Ping for review of this series.

Thanks,
Vishal

Dave Hansen Jan. 31, 2024, 4:52 p.m. UTC | #2

There's a bunch of code in the kernel for TDX and SEV guests.  How much
of it uses the "CVM" nomenclature?

What do you do when you need to dynamically scale up the SWIOTLB size
and can't allocate a 2M page?  I guess you're saying here that you'd
rather run with a too-small 2M pool than a large-enough mixed 4k/2M pool.

I also had a really hard time parsing through the problem statement and
solution here.  I'd really suggest cleaning up the problem statement and
more clearly differentiating the host and guest sides in the description.

Vishal Annapurve Feb. 1, 2024, 5:44 a.m.
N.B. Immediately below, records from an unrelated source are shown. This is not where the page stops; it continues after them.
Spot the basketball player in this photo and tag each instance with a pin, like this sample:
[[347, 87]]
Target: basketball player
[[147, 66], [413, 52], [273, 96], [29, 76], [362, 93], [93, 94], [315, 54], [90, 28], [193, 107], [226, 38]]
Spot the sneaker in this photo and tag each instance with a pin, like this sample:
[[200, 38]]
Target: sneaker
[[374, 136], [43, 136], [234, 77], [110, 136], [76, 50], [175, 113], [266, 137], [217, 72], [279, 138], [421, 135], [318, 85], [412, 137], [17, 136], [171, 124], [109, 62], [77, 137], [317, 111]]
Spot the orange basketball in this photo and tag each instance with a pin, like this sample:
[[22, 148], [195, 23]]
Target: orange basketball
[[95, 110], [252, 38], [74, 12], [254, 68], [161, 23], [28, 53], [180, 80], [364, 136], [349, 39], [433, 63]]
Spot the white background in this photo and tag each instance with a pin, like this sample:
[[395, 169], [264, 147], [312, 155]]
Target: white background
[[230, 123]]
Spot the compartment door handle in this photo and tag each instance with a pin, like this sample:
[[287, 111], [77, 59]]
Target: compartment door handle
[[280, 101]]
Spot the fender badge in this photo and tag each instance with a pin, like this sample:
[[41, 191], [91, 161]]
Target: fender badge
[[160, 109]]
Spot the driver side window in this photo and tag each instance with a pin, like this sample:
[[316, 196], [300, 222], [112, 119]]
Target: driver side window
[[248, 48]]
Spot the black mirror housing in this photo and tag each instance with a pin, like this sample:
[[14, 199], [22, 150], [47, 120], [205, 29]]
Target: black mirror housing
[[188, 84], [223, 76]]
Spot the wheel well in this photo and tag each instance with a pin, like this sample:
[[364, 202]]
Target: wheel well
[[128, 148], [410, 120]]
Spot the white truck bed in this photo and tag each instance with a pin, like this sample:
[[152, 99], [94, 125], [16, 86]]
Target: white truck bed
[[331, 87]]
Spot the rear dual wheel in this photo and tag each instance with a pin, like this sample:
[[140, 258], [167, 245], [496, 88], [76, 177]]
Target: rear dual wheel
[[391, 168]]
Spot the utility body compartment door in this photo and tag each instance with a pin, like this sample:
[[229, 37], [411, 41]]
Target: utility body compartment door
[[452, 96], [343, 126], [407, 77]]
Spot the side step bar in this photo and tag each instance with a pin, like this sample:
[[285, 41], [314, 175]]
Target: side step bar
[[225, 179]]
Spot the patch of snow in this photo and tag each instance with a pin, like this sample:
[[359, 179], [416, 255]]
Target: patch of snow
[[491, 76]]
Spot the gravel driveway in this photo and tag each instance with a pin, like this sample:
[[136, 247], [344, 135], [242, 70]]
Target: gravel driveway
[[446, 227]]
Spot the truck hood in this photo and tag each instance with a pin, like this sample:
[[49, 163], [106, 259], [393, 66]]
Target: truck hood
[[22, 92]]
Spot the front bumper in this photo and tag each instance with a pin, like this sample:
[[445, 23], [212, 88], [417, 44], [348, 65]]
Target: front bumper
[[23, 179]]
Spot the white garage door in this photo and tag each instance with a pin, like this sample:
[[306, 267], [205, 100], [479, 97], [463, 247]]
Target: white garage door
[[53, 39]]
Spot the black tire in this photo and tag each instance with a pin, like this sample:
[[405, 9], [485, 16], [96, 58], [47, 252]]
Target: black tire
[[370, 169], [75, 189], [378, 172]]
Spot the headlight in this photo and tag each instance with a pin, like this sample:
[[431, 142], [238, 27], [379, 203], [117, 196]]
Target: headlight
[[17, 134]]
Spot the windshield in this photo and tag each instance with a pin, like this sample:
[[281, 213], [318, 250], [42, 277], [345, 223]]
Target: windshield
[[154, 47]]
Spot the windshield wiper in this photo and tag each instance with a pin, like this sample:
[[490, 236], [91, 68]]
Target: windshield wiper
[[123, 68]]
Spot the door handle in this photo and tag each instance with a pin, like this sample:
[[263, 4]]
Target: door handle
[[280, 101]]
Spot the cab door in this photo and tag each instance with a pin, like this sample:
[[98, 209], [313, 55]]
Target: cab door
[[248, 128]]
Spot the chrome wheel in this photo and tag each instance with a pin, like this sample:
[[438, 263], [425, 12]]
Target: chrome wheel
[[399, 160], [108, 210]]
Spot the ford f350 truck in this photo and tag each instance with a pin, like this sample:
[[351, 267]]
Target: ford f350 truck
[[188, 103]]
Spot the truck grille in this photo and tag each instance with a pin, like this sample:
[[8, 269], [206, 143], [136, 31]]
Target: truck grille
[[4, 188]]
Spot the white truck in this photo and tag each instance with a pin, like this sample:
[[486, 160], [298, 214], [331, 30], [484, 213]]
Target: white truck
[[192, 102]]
UTC | #3

On Wed, Jan 31, 2024 at 10:23 PM Dave Hansen <dave.hansen@intel.com> wrote:
>
> There's a bunch of code in the kernel for TDX and SEV guests.  How much
> of it uses the "CVM" nomenclature?

Right, I see that "CoCo VMs" is a more accepted term in the kernel
codebase so far, will update the references in the next version.

>
> What do you do when you need to dynamically scale up the SWIOTLB size
> and can't allocate a 2M page?  I guess you're saying here that you'd
> rather run with a too-small 2M pool than a large-enough mixed 4k/2M pool.
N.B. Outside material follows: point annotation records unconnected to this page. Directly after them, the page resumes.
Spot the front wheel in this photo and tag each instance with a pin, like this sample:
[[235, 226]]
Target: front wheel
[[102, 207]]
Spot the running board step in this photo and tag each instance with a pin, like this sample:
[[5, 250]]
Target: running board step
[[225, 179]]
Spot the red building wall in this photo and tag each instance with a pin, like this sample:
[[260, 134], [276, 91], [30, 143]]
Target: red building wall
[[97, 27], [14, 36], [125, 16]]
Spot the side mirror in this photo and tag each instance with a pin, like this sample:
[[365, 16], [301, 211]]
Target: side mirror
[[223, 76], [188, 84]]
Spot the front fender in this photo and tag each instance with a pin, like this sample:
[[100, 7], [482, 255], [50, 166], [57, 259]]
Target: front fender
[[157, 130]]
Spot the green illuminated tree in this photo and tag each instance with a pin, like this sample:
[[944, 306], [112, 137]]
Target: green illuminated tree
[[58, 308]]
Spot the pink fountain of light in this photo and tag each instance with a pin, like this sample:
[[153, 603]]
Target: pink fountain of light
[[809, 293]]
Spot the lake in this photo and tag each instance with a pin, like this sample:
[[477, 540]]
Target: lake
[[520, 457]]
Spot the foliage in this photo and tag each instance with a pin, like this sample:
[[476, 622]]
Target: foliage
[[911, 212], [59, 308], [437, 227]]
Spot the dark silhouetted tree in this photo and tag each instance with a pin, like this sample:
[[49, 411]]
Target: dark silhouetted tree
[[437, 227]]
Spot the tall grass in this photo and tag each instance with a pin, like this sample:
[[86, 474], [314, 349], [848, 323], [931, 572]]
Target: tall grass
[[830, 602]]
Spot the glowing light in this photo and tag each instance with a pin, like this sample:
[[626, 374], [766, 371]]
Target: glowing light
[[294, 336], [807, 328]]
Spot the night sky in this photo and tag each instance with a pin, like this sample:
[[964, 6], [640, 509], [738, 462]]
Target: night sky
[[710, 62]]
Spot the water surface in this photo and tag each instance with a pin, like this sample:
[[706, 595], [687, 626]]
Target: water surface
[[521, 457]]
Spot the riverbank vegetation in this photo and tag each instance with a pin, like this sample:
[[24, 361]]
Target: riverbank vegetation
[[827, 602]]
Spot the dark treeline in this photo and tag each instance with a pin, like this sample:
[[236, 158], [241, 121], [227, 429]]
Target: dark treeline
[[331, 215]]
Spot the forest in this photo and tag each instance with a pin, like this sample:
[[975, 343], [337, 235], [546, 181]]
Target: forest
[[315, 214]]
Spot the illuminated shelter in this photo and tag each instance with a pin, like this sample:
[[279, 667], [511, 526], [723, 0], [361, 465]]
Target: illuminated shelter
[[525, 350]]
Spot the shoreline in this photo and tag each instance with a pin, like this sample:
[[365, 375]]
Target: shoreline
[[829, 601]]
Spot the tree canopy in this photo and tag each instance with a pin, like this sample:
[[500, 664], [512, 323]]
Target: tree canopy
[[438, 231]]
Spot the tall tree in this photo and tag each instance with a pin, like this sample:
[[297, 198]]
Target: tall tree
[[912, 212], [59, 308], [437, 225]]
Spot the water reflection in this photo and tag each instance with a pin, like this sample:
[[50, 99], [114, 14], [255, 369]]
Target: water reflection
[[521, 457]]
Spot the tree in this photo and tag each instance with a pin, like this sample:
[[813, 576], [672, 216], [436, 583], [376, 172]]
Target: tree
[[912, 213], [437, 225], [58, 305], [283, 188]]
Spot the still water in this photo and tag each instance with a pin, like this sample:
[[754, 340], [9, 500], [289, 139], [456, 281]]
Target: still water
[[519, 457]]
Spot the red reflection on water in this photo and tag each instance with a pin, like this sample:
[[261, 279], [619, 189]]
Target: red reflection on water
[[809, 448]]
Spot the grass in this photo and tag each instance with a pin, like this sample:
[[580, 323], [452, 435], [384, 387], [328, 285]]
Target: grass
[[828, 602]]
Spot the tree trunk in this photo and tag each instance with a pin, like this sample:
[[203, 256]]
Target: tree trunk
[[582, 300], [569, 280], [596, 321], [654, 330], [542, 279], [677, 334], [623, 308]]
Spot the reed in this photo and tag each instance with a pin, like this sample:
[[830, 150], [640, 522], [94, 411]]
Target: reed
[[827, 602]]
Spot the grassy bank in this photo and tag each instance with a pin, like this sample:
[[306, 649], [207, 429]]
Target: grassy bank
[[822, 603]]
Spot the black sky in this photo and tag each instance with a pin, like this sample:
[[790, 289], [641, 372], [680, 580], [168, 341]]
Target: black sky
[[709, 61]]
I am not yet certain how to ensure 2M page is always available/made
available at runtime for CoCo VMs. Few options that I can think of:
1) Reserve additional memory for CMA allocations to satisfy runtime
requests of 2M allocations.
2) Pre-reserve SWIOTLB to a safe value just like it's done today and
not rely on dynamic scaling.

Any suggestions are welcome.

>
> I also had a really hard time parsing through the problem statement and
> solution here.  I'd really suggest cleaning up the problem statement and
> more clearly differentiating the host and guest sides in the description.

Thanks for taking a look at this series. I will reword the description
in the next version. The goal basically is to ensure private and
shared memory regions are always huge page aligned.